Checked into our Hilton Home2 Suites with our pets, and Creative Force was in business at 9 AM on Friday. We talked to people that spent over 36 hours on the Interstates. My husband foreseeing desperate people with desperate stories, went out and bought a massive-sized bottle of Grey Goose vodka, which we offered the pilgrims as they checked in. (The hotel did not have a bar, but staff encouraged us to offer crabby travelers a welcome drink).


Dwight’s Plight:

Our head of cartography, Dwight Cox, was ordered to evacuate, from the PA system of a helicopter and a squad car. He decided to head into the storm to join his wife who was managing shelters in Melbourne, FL that accepted pets. The stories that Dwight brought back home sent the prophetic message, “Be Prepared!” “Be Way Too Prepared!”

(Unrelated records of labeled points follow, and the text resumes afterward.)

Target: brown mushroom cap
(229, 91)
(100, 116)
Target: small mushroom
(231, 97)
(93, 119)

The Trip Home (After 7 Nights):

There really wasn’t a window until Wednesday: three days after the storm. The Interstates were a dangerous parking lot, and of course, no gas. With tremendous luck, we were able to purchase a large trailer-hitch cargo carrier, and to score four 5-gallon gas containers. As we enjoyed what was to be a relaxing last dinner, we got alerts about The Santa Fe River rising, planned closing of our interstate route home, and bridges already closed on alternate routes. We left Thursday morning at 3:30am and constantly monitored the FL DOT’s Twitter page. We passed over the river in triumph, with what we thought were minutes to spare. At least 25 state troppers were present on either side of the bridge. The flooding came within six feet of the interstate shoulder. Carrying 20 gallons of visible gasoline made us quite popular, and we did share as we reached confidence of arriving home.

Rising River

What I learned:

  • Cats do not belong in cars, which causes people to dislike cats.
  • Not all “frozen” pizzas are microwavable and taste better frozen.
  • The people of Georgia are very kind, patient, and hospitable.
  • Crocs are a really comfortable shoe, that you can put in the dishwasher to get off all that red Georgia clay.

Thanks again for all your concern and well wishes. It warmed our hearts.